Cómo se posiciona Durango frente a otras entidades
Los resultados ubican a Durango en el primer lugar nacional en este indicador para 2025. La siguiente tabla resume los porcentajes destacados incluidos por el Inegi en su presentación:
| Entidad | Prevalencia de ciberacoso |
|---|---|
| Durango | 24.5% |
| Jalisco | 24.4% |
| Ciudad de México | 23.8% |
| Oaxaca | 23.8% |
| Sonora | 14.7% |
| Sinaloa | 15.5% |
| Coahuila | 15.6% |
El contraste con entidades del Noroeste como Sonora y Sinaloa revela una brecha significativa. En términos prácticos, en Durango una proporción mayor de usuarias y usuarios declara haber sido blanco de conductas que van desde hostigamiento con cuentas apócrifas hasta comunicaciones insultantes, lo que obliga a revisar rutinas digitales en hogares, escuelas y centros de trabajo.
Implicaciones locales: hogares, escuelas y empresas
Para la capital y los municipios, el dato central —que casi una de cada cuatro personas con internet sufrió ciberacoso— sugiere reforzar medidas de prevención y respuesta. En la vida cotidiana esto se traduce en mayor cautela ante solicitudes de contacto de perfiles desconocidos o con señales de identidad fabricada, verificación de información antes de interactuar, y gestión más estricta de la privacidad en aplicaciones y servicios en línea. En espacios educativos, el indicador respalda la pertinencia de alfabetización digital y protocolos de atención a incidentes que involucren suplantación o agresiones en plataformas de uso escolar. En el sector productivo, la vigilancia sobre suplantación de identidad y canales de atención al público cobra relevancia para evitar que clientas y clientes sean víctimas de fraudes o extorsiones mediante cuentas apócrifas.

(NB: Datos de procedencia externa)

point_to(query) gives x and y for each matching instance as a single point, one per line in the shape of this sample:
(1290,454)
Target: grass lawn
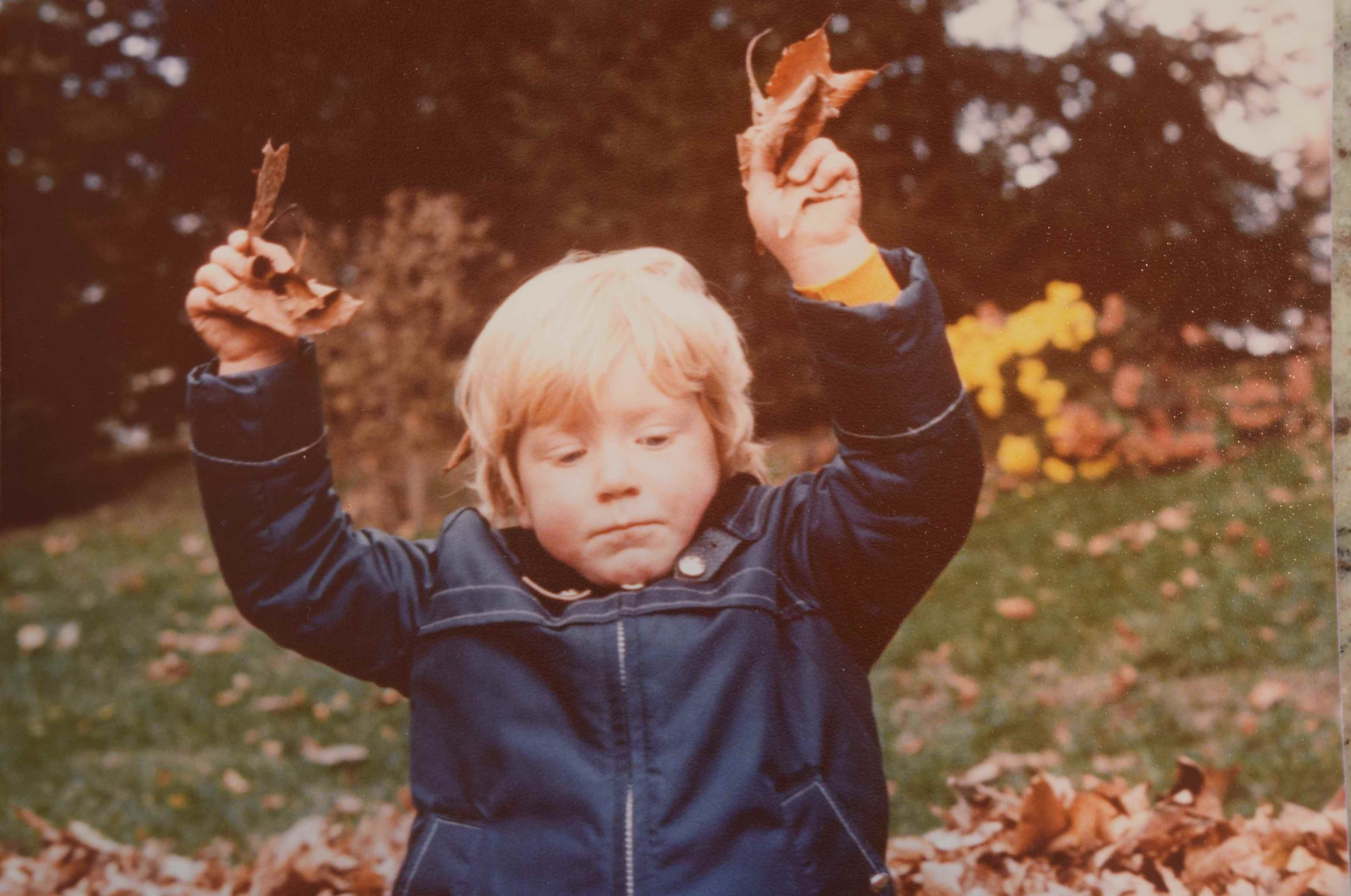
(1107,671)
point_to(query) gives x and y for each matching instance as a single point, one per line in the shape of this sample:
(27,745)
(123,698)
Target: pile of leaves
(1106,838)
(1111,840)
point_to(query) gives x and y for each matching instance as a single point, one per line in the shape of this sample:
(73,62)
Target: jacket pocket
(833,857)
(442,859)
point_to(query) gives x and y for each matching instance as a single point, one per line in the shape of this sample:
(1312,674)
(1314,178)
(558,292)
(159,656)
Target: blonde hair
(545,351)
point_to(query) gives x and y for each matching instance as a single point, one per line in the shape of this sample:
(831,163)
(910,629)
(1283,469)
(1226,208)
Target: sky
(1287,42)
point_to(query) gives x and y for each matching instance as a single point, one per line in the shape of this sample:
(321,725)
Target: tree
(602,125)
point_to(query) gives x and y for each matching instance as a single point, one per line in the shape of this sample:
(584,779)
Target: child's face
(646,463)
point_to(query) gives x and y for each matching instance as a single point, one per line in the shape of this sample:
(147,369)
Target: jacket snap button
(692,565)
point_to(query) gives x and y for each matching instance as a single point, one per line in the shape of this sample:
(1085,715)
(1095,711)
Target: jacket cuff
(887,368)
(258,415)
(870,281)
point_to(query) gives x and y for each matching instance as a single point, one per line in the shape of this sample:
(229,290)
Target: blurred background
(1125,205)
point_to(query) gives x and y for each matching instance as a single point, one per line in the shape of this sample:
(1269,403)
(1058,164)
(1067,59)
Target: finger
(810,159)
(199,302)
(834,167)
(230,260)
(276,253)
(215,278)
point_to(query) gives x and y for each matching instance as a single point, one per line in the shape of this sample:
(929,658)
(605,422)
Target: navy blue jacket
(708,734)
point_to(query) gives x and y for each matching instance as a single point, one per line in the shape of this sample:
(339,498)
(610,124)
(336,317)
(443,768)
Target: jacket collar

El comportamiento reportado por el MOCIBA 2025 también interpela a la administración pública: la atención oportuna de denuncias, la comunicación de alertas sobre modus operandi frecuentes y la coordinación con plataformas para el retiro de contenidos o la desactivación de cuentas falsas son piezas que fortalecen la confianza de la población usuaria. La medición del Inegi ofrece una línea base actualizada para orientar acciones.
Lo que la ciudadanía puede hacer desde hoy
Sin sustituir canales formales de denuncia, la experiencia documentada por el Inegi permite subrayar algunas prácticas de autoprotección que ayudan a reducir exposición al ciberacoso, especialmente al que se instrumenta a través de identidades simuladas:
- Configurar con rigor la privacidad en redes y mensajería, limitar la visibilidad pública y revisar permisos de aplicaciones.

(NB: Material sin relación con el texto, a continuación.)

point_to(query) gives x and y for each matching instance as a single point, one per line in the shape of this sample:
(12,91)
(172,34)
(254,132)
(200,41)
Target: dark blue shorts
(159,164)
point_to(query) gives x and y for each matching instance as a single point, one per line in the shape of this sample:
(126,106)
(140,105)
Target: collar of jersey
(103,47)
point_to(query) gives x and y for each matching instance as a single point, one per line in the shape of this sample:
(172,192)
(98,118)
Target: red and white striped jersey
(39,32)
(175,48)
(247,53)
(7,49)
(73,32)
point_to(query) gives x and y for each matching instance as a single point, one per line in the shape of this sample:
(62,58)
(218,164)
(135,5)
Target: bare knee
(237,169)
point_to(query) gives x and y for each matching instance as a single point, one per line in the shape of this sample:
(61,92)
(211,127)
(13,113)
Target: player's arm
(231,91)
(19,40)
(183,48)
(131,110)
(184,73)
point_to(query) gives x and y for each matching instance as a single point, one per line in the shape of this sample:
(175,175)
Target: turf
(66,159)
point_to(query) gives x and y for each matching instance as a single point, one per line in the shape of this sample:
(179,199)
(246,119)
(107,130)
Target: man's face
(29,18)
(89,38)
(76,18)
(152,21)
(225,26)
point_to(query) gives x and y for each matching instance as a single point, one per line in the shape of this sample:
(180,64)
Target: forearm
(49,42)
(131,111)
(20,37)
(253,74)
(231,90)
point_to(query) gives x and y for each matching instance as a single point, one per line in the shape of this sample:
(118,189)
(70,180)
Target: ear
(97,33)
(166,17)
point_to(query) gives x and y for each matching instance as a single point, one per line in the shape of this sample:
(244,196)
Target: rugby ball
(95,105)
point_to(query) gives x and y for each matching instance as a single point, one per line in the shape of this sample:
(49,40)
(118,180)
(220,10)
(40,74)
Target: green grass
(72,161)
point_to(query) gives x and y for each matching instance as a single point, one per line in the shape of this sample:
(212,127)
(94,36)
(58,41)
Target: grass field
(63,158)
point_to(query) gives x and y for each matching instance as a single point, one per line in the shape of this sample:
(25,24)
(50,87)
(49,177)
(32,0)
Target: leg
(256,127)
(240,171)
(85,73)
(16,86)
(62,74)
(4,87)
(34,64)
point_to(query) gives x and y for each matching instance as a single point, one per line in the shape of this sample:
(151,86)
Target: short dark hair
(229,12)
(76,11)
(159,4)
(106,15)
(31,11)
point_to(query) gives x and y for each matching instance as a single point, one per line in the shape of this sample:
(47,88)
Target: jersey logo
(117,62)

- Evitar compartir datos personales o sensibles con perfiles cuyo origen o trayectoria no esté verificada.
- Desconfiar de enlaces, archivos o solicitudes de dinero provenientes de cuentas recién creadas o con señales de suplantación.
- Documentar incidentes (capturas, enlaces, fechas) para sustentar reportes dentro de las plataformas y, llegado el caso, ante autoridades competentes.

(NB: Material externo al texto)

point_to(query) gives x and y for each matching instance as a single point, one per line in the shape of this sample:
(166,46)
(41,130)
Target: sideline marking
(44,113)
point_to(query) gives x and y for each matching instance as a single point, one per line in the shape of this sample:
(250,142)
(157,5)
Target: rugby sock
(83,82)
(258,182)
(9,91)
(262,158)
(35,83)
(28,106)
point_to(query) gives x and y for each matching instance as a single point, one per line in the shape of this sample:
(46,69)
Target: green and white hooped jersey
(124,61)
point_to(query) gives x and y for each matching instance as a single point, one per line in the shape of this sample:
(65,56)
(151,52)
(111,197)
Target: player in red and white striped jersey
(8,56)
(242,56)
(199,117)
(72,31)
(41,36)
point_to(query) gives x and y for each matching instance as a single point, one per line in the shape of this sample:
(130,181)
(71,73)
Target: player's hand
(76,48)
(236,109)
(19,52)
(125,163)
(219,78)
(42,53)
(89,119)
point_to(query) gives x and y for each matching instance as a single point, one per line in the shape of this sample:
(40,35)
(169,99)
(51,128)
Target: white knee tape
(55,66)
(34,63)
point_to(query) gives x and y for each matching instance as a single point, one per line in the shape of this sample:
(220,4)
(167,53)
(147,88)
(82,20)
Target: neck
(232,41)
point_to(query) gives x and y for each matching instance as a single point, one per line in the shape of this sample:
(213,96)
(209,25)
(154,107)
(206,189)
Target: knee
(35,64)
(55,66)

El MOCIBA 2025 confirma que el contacto mediante identidades falsas constituye el principal vector de agresión digital. Con Durango a la cabeza del indicador nacional, el reto es colectivo: robustecer hábitos de verificación, acompañar a niñas, niños y adolescentes en su experiencia en línea, y promover entornos donde el reporte y la contención de agresiones ocurran con celeridad. La estadística brinda la señal de alerta; la respuesta, en cambio, depende de la acción coordinada entre hogares, escuelas, empresas y dependencias públicas.